Mayor London Breed said a "very aggressive" sweep of San Francisco homeless encampments will start in August after a recent Supreme Court ruling cleared the path for officials to widespread enforcement.
Mayor London Breed said a “very aggressive” sweep of San Francisco homeless encampments will start in August, after a recent Supreme Court ruling cleared the path for widespread enforcement.
In June, the Supreme Court ruled that enforcing rules against homeless people for sleeping outside doesn’t violate the Eighth Amendment’s “cruel and unusual punishment” clause.
On Thursday, Breed celebrated the ruling and said the city plans to change its protocols and may begin issuing criminal penalties against homeless people.
“Thank goodness for the change in the Supreme Court decision,” Breed said at an election debate hosted by a local firefighter’s union. “Effective August, we are going to be very aggressive and assertive in moving encampments, which may even include criminal penalties.”
We already built more than enough houses. The problem is that bank and landlords profits contribute to economic growth, the mandate of capitalism. Housing the homeless would contribute far more to economic growth. But, it'd take more than four years to see the results.
So no. We can't house them. The need to suffer because otherwise capitalism is threatened.
And we could still fund a facility and staff to house and treat them and it would be cheaper than the current emergency services and courts costs. It would also be more humane and prevent massive encampments from forming.
Fuck this guy. Instead of trying to hide them you could try helping them, would go a lot farther than destroying their tents and handful of belongings they have bcz you don't like to look at it.
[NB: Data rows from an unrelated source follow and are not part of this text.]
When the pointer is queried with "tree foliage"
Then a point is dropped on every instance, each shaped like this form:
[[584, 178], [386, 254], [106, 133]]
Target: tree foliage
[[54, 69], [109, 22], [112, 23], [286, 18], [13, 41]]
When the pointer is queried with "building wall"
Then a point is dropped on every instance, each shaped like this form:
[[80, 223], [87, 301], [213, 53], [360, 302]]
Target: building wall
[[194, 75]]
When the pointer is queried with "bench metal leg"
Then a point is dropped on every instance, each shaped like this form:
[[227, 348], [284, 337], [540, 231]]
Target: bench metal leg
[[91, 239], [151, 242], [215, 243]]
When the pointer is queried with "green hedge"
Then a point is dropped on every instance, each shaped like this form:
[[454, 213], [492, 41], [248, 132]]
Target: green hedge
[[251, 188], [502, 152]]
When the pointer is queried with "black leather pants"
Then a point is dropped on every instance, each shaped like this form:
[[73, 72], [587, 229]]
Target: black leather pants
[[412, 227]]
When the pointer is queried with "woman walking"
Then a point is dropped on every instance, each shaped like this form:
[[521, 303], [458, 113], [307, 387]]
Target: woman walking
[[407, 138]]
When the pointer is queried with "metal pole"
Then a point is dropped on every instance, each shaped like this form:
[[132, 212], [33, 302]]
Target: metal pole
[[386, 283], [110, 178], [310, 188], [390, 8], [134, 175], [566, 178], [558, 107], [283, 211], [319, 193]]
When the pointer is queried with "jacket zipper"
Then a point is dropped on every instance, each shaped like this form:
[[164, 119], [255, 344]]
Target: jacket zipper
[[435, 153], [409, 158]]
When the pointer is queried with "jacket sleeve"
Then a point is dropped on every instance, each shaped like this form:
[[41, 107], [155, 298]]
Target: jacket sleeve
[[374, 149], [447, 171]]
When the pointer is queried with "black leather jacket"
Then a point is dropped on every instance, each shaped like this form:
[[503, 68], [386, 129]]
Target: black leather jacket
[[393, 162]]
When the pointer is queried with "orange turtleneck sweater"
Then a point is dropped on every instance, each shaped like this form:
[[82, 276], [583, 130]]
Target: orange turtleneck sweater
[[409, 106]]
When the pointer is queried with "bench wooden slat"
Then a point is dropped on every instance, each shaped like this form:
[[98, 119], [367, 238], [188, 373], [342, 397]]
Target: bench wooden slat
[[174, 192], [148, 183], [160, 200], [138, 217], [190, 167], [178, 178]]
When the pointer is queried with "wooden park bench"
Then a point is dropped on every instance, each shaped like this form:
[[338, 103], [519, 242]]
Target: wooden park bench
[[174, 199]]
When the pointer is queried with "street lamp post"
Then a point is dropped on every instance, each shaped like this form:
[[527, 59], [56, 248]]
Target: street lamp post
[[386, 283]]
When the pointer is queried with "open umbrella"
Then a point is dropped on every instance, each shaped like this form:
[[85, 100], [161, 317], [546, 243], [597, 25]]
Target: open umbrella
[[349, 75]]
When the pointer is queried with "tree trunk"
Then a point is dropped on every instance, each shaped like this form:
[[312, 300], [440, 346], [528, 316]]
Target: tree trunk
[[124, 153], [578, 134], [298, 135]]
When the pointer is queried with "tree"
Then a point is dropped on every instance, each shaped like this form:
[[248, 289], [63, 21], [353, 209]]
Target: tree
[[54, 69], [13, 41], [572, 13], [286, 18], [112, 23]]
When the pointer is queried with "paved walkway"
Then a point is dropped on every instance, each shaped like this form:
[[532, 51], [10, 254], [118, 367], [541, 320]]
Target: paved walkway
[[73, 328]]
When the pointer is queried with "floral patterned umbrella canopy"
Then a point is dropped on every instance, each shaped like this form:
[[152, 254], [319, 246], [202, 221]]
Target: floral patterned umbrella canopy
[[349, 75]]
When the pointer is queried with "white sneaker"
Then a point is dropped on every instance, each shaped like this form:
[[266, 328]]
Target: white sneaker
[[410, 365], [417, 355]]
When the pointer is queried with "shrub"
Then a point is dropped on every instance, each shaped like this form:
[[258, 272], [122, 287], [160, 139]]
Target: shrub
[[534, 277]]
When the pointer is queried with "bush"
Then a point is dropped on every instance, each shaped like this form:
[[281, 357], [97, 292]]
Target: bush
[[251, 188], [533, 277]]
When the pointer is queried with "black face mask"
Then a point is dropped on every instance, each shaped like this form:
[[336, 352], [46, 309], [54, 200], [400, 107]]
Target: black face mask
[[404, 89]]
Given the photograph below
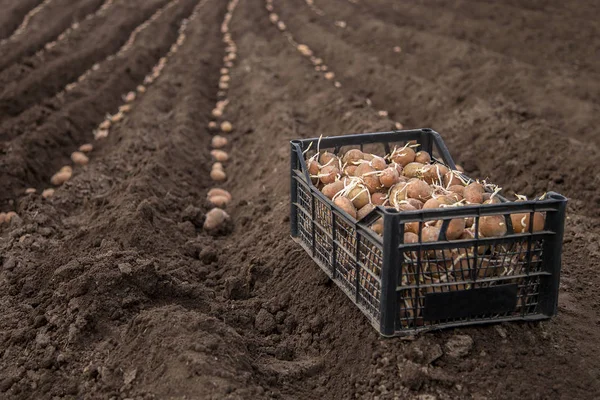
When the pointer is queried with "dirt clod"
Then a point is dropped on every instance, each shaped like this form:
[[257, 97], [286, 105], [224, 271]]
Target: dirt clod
[[265, 322], [459, 346]]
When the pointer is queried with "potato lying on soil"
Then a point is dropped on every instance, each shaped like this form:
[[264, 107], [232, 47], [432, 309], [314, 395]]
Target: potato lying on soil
[[215, 220], [79, 158], [61, 176]]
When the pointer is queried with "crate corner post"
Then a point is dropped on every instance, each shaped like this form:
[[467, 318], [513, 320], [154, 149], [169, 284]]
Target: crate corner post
[[389, 274]]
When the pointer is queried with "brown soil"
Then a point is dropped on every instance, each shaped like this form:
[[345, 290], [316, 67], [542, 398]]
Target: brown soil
[[13, 13], [111, 289]]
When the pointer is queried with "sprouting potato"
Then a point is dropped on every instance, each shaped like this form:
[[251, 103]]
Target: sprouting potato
[[413, 170], [218, 192], [430, 234], [350, 170], [417, 204], [215, 218], [423, 157], [333, 188], [61, 176], [378, 199], [327, 158], [345, 204], [218, 142], [473, 193], [455, 229], [79, 158], [434, 173], [129, 97], [217, 174], [352, 156], [86, 148], [520, 222], [419, 190], [398, 193], [328, 174], [451, 179], [219, 201], [403, 156], [47, 193], [409, 183], [389, 177], [219, 155], [492, 226], [359, 196], [305, 50], [378, 163], [364, 168], [364, 211], [410, 237], [431, 203], [458, 189]]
The mayor's pronouns are she/her. But I agree with your point, and so do a very great number of San Francisco residents. The current/upcoming mayoral election is being predictably pushed as a big fight over law and order issues by big-money organizations (a lot of the money coming from silicon valley, outside of SF) and also by corporate-owned local media. The mayor is cynically playing to that tune in her uphill battle to get reelected. As if that weren't bad enough she had to springboard this off of a cruel Supreme court decision at a time when her constituents are mostly disgusted with the court.
I almost became homeless myself recently because the landlord wanted his house back after me renting the place for 19 years. It wasn't my fault, and I simply cannot afford rent anywhere else with my SSDI income.
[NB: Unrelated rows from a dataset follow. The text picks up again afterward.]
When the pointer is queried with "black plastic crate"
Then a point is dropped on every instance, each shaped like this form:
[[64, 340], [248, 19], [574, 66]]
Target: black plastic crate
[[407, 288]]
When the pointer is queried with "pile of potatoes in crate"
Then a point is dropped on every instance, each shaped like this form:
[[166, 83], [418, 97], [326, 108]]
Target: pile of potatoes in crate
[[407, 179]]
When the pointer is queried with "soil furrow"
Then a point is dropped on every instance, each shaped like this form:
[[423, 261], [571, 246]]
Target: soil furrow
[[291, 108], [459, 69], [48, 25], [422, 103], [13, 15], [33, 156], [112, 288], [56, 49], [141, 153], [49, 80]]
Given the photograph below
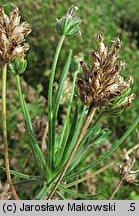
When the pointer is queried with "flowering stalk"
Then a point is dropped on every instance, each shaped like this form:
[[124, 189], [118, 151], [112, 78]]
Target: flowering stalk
[[7, 164], [50, 102], [87, 121]]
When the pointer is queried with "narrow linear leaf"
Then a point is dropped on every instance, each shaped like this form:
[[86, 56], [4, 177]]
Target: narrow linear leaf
[[107, 154], [57, 100], [21, 175], [83, 196]]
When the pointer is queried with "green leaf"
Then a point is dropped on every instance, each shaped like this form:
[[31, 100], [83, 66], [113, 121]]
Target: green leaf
[[57, 100], [50, 100], [21, 175], [73, 135], [106, 154], [78, 195], [39, 158], [66, 129]]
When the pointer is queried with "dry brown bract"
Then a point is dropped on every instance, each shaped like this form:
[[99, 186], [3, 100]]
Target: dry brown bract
[[126, 168], [12, 35], [99, 84]]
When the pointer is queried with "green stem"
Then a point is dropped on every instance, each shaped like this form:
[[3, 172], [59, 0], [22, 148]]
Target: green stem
[[35, 147], [7, 164], [50, 101], [82, 132]]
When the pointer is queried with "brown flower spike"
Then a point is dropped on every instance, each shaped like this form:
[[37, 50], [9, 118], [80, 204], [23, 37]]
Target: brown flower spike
[[100, 84], [12, 35]]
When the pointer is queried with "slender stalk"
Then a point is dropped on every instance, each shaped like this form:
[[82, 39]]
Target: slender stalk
[[81, 134], [40, 160], [117, 187], [133, 148], [7, 163], [44, 138], [89, 176], [50, 101]]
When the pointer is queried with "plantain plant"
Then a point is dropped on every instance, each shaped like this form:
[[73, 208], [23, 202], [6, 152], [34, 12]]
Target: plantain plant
[[97, 91]]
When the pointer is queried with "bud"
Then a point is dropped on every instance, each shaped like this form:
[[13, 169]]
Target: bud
[[18, 65], [101, 85], [69, 24]]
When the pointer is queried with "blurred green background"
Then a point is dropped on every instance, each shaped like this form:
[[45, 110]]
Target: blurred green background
[[115, 18]]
All the usual suggestions and arguments in favor of homeless sweeps and victim blaming fall apart for people like me: shelters are not an option because I don't always stay sane when exposed to too many people; I'm not on recreational drugs at this time, so I can't be dismissed as deserving of homelessness for that reason; I'm taking my meds as I should; I can't get HUD vouchers because I'm sleeping on a relative's porch; mental institutions are not an option unless I'm in imminent danger of hurting myself or others; etc.
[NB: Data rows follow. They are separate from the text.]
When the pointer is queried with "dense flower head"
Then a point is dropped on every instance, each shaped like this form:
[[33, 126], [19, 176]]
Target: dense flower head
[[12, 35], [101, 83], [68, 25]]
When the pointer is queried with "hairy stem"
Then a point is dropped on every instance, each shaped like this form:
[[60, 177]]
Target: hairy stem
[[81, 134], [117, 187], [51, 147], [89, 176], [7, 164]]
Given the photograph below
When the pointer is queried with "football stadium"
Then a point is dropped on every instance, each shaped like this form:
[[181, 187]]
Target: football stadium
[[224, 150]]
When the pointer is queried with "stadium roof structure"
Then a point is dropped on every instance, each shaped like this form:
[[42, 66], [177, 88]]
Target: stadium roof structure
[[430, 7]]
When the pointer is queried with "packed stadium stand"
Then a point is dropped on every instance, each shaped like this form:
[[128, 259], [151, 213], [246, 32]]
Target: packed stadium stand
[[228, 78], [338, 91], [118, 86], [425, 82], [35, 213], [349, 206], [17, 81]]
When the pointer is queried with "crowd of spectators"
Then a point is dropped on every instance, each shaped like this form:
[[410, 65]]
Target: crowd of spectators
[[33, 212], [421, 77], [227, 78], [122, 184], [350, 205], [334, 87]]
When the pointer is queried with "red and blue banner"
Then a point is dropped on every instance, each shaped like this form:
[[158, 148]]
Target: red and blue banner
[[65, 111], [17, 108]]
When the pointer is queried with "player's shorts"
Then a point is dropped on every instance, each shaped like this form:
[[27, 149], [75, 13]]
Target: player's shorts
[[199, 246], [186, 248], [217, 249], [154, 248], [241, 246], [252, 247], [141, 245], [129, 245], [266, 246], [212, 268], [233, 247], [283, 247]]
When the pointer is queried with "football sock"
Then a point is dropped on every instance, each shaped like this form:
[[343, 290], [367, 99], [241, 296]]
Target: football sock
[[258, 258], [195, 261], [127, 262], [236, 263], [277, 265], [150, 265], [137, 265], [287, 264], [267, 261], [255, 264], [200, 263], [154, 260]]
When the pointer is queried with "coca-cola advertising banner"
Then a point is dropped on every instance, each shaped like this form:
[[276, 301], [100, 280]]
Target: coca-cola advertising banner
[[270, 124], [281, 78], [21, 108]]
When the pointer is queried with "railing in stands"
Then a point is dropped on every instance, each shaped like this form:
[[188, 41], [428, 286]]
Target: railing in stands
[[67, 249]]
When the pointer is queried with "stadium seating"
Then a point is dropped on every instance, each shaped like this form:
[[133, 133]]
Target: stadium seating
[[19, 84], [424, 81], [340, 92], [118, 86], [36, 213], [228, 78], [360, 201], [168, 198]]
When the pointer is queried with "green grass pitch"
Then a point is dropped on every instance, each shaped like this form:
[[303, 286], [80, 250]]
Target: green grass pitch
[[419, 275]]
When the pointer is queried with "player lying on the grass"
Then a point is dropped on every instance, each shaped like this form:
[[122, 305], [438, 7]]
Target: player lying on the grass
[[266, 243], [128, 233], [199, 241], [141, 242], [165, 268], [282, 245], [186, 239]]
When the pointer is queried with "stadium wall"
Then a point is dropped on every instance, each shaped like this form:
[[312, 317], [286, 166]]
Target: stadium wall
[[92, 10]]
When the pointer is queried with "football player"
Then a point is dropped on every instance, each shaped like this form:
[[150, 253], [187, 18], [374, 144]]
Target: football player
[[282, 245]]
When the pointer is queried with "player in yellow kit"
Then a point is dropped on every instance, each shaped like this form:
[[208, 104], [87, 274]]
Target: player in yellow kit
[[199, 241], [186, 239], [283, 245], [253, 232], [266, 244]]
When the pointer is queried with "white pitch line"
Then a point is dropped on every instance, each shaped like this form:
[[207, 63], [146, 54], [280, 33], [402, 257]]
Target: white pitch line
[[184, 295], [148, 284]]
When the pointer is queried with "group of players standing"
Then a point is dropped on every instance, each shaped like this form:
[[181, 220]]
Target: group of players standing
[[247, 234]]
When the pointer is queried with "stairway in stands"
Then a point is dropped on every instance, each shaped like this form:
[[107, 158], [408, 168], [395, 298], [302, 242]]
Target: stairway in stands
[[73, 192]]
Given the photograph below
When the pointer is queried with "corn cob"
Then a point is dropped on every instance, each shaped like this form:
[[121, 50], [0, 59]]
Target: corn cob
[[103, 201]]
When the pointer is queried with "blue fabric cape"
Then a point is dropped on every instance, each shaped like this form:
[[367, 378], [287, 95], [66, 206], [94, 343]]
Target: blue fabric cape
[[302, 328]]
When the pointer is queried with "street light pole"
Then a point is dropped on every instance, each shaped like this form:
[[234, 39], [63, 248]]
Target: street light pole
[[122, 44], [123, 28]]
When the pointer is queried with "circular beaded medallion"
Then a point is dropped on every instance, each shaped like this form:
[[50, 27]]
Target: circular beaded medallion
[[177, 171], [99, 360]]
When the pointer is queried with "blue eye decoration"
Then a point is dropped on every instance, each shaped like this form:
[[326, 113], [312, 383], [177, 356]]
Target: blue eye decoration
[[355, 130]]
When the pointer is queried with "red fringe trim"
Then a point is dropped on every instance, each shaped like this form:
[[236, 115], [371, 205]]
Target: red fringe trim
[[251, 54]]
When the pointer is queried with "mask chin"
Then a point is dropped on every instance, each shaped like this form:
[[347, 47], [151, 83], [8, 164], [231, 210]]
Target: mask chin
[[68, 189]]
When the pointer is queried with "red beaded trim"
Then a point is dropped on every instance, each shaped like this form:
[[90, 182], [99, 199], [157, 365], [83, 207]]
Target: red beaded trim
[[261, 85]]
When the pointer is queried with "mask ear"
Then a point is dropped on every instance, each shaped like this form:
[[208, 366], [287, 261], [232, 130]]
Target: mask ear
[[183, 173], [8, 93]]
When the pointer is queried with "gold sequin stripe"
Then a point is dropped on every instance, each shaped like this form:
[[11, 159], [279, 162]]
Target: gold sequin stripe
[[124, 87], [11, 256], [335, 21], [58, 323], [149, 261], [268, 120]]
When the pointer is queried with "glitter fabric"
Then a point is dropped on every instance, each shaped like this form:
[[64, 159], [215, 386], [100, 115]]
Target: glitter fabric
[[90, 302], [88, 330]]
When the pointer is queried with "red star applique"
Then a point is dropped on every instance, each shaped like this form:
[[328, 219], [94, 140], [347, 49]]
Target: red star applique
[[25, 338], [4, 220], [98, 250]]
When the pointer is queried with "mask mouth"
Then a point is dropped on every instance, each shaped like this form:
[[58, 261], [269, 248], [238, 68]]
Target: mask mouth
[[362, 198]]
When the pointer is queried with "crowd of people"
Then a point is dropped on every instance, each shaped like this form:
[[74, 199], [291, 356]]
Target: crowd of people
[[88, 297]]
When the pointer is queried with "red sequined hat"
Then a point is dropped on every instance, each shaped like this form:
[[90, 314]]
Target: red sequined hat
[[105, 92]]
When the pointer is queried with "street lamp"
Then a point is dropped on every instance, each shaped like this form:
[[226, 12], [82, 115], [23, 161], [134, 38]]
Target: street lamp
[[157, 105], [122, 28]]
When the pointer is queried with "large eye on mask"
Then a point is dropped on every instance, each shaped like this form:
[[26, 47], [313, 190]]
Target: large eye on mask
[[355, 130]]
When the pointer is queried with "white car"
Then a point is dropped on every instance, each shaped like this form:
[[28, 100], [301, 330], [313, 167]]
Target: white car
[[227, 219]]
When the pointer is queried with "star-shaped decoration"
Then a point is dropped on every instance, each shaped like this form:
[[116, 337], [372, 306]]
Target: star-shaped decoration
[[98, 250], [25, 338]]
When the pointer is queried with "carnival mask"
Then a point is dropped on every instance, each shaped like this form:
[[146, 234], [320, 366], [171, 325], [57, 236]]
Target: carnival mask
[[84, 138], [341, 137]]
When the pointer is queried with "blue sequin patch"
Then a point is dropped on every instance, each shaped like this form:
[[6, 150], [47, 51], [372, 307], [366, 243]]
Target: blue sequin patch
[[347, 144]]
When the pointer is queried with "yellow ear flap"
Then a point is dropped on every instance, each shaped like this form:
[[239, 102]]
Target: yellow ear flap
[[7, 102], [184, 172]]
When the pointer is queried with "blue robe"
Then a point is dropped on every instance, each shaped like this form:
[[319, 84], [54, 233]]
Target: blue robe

The reality is that a person in need often faces roadblock after roadblock when trying to find housing, and there aren't enough funds handed out to solve the problem. I'm just grateful to be one of the lucky few who is stabilizing with a roof over my head, incomplete as it is.
I think most people just won't care until it happens to them.
Yes breed, go harder right, you'll definitely not alienate more of your voters and leave room for peskin. You'll definitely pick up votes to your right from the billionaire backed candidates that they really want.
When I was your age I had sixteen mental illnesses and I just buckled down, worked 80 hours a week, had three kids, owned $800k in rental properties, became a VP at a national bank, survived five different sexual assault charges, and retired to a golf course in Miami Beach.
The only reason other people don't do the same thing is because they're lazy.